Pleasing Everyone: Artificial Teammates, Experiment 1
WE ARE TESTING AN IDEA: Teams perform better than individuals, and that large language models' (LLM) abilities make them more like teammates than tools. The future of work looks like hybrid human-AI teams working together. We aren't afraid to ask the hard questions about whether these systems are safe or to what extent they will replace human labor. But that requires validating these assumptions in the real world.
To test these ideas in the wild, we've designed a series of experiments that escalate in difficulty and complexity. Our first experiment involves a seemingly simple task – choosing a restaurant for lunch – that involves some tricky coordination problems around time constraints, dietary preferences, and difficult personalities.
THE SETUP: For Experiment 1, we're starting in a "one-player" environment: ChatGPT's native web interface. Prompts are designed for ChatGPT to behave like it is participating in a conversation with multiple people, each written by Emily.
THE PROMPT: "I have a group of five people. We are trying to decide which restaurant to choose for lunch. Please participate in the conversation using short, natural responses. The people in the group are Adam, Beth, Caleb, Danielle, and Ethan.
Ethan: Where do you guys want to eat?
Beth: I don't know; I'm not that hungry. What do you guys think?
ChatGPT:""
THE CHARACTERS: Adam is a vegetarian. He is short-tempered and brusque. Beth is a team player but has limited time to eat. Caleb, Ethan, and Danielle are coworkers with varying opinions – we'll learn more about them in future experiments. Note that all these personas are played by Emily, imbibing these characteristics.
THE RESULTS: ChatGPT (underpinned by GPT-4) performed admirably as a discussion moderator and successfully led the group, who frequently disagreed, to a mutually agreeable decision, and decisively so.
A few things that went particularly well:
The prompt to "use short, natural responses" worked well and solicited polite, human-sounding responses.
Once ChatGPT identified the group's criteria, it led to a discussion about a category and a specific restaurant.
ChatGPT acknowledged Beth's time constraint and factored that into its recommendations.
When the group was uncertain, ChatGPT solicited opinions from the group in a very natural way. This happened several times.

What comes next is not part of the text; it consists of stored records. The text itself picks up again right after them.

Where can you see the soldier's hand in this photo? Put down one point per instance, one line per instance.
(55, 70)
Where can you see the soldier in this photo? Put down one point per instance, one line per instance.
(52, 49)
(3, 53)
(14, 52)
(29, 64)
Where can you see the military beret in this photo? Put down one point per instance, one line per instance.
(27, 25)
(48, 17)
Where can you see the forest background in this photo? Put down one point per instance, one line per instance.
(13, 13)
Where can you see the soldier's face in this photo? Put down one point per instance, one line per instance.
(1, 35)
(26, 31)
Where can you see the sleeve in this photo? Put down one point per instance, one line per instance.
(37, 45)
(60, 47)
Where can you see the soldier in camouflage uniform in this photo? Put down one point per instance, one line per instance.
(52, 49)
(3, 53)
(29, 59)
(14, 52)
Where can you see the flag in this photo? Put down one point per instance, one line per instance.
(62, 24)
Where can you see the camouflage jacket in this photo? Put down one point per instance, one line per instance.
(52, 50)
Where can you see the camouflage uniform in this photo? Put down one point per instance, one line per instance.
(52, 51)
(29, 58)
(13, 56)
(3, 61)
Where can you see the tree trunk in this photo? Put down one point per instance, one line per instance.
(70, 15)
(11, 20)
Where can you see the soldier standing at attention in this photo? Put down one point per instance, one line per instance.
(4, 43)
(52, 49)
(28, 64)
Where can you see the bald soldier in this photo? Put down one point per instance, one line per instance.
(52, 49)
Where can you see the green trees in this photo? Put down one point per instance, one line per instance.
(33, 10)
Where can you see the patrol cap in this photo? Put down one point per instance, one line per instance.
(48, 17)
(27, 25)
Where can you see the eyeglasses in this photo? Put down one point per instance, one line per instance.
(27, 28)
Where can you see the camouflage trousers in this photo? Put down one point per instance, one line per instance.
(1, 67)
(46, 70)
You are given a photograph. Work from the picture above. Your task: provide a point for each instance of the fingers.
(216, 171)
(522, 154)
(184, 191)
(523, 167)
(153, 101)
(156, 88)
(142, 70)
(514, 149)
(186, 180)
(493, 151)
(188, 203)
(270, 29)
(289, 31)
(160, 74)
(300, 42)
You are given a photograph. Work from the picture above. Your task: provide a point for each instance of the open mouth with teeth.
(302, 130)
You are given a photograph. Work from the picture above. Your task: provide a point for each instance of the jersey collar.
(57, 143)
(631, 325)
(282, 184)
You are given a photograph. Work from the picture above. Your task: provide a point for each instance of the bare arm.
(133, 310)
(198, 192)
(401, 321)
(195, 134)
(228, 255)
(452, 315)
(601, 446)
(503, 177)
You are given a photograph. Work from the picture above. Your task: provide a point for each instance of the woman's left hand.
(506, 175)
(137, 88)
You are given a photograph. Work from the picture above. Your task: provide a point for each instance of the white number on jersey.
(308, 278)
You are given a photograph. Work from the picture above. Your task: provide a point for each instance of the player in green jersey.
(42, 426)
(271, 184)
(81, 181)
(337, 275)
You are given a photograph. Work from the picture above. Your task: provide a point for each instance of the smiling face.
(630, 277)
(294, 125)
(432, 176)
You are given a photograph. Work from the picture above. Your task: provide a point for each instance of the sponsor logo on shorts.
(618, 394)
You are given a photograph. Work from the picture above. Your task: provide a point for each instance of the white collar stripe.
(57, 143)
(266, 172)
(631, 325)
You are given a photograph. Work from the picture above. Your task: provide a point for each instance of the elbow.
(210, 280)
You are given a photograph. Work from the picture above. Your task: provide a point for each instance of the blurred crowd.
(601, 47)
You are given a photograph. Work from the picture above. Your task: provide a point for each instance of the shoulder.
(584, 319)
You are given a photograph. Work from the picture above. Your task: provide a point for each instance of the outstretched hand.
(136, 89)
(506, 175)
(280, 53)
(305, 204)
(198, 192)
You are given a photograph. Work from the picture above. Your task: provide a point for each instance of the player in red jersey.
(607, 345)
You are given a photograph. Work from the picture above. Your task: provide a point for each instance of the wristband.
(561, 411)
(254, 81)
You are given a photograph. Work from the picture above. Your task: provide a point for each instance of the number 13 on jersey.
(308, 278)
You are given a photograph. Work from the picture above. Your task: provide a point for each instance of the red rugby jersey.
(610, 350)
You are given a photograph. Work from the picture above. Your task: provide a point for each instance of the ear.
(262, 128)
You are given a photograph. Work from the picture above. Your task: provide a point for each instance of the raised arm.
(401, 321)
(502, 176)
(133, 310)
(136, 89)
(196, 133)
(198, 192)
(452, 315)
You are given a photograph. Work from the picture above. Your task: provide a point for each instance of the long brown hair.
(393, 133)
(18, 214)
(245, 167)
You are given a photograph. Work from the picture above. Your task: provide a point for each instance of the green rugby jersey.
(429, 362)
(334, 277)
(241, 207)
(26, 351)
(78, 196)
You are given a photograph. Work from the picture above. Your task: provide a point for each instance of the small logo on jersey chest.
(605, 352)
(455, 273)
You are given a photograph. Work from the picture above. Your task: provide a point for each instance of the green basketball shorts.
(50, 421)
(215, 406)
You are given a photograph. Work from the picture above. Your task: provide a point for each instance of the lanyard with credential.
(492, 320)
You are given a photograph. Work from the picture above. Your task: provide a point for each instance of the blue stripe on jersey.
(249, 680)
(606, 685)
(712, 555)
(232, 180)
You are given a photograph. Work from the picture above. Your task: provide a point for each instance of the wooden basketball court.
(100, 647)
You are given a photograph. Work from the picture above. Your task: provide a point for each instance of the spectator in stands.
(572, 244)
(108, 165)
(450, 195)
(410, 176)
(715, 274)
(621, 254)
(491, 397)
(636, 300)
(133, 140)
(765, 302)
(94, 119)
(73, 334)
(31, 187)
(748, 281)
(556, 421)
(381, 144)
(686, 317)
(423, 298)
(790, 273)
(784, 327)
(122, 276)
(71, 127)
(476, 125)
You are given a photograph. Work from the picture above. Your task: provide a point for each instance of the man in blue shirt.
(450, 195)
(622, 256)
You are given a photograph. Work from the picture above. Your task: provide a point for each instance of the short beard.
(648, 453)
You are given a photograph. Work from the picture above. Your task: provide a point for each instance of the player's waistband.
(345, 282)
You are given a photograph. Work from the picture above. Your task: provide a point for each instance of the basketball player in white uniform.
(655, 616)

ChatGPT successfully negotiated a compromise between stubborn members.
In the smoothest and most impressive move, ChatGPT pushed back against one character's suggestion, Arby's, to make sure Adam, the vegetarian group member, was included.

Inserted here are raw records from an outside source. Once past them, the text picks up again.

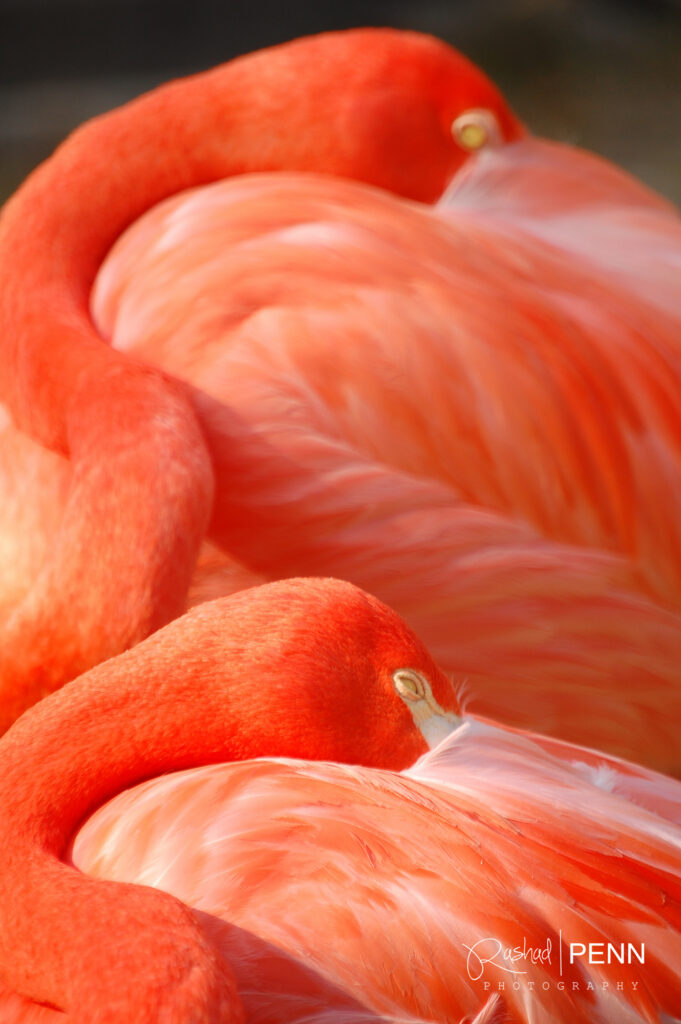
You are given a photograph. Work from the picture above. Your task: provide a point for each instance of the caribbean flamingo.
(321, 892)
(495, 455)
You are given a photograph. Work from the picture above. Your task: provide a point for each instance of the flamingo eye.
(475, 129)
(409, 684)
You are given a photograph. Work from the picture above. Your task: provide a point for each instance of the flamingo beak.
(434, 726)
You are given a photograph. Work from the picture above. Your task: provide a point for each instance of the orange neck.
(286, 670)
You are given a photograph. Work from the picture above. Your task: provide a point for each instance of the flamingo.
(495, 454)
(468, 887)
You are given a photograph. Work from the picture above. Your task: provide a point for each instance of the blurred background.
(604, 74)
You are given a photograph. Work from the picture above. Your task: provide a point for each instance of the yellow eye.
(475, 129)
(409, 684)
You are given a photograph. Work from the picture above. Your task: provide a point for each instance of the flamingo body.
(345, 893)
(495, 454)
(477, 459)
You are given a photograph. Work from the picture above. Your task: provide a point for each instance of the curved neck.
(228, 681)
(57, 228)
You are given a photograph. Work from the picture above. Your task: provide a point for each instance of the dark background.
(604, 74)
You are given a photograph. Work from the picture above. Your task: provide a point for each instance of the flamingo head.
(347, 681)
(397, 110)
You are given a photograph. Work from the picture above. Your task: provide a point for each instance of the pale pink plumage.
(339, 889)
(497, 446)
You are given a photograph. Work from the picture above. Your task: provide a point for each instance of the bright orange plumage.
(320, 892)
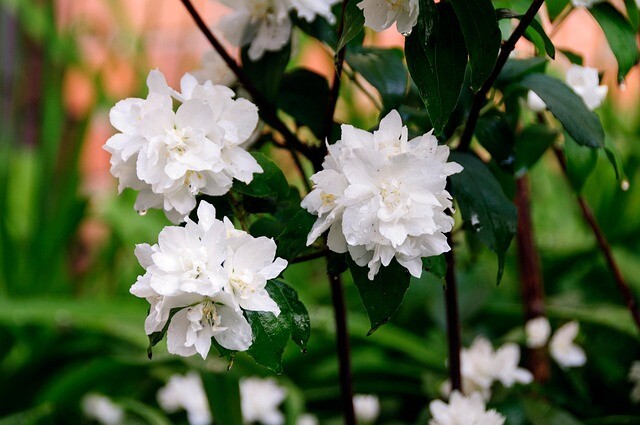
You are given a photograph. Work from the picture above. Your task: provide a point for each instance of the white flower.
(634, 377)
(210, 272)
(382, 196)
(534, 102)
(102, 409)
(260, 399)
(538, 331)
(366, 407)
(170, 157)
(463, 410)
(586, 83)
(265, 24)
(186, 392)
(562, 348)
(381, 14)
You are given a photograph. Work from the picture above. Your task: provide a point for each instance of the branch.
(507, 48)
(604, 246)
(266, 110)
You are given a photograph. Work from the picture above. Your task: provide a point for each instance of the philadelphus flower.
(101, 409)
(172, 156)
(463, 410)
(265, 24)
(366, 407)
(212, 272)
(537, 331)
(383, 196)
(481, 366)
(381, 14)
(260, 399)
(562, 348)
(186, 392)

Not everything went smoothly. At first, ChatGPT responded as Adam, not as the "ChatGPT" character - this was okay since the prompt didn’t specify that ChatGPT was to play ChatGPT. We’ve factored this into future prompt designs.
We've also observed (as you can see in the Arby's section) that ChatGPT can be overly agreeable, including apologizing for things that aren't its fault when other group members disagree. This is a common failure mode of agreeable teammates and not a dealbreaker – however, eliciting the right tone in conversation will be a crucial part of our work.
THE OUTCOME: We were impressed with ChatGPT's social dexterity and performance in the mediator/decision-support role. This role carries a low risk of harm from hallucination since human teammates are providing the decision constraints and outcome evaluation. It seems like current models, setting aside the grave security concerns, may be sufficient for teams to integrate and benefit from ChatGPT mediation.
What does it mean for a chatbot to perform at a near-human level in moderation? Our ability to connect with others (at least in written conversation) may not make us unique as humans anymore. That's heavy and something that requires a great deal of consideration from the engineers designing our models, the leaders who deploy them, and the artists who dream up visions of humanity's future.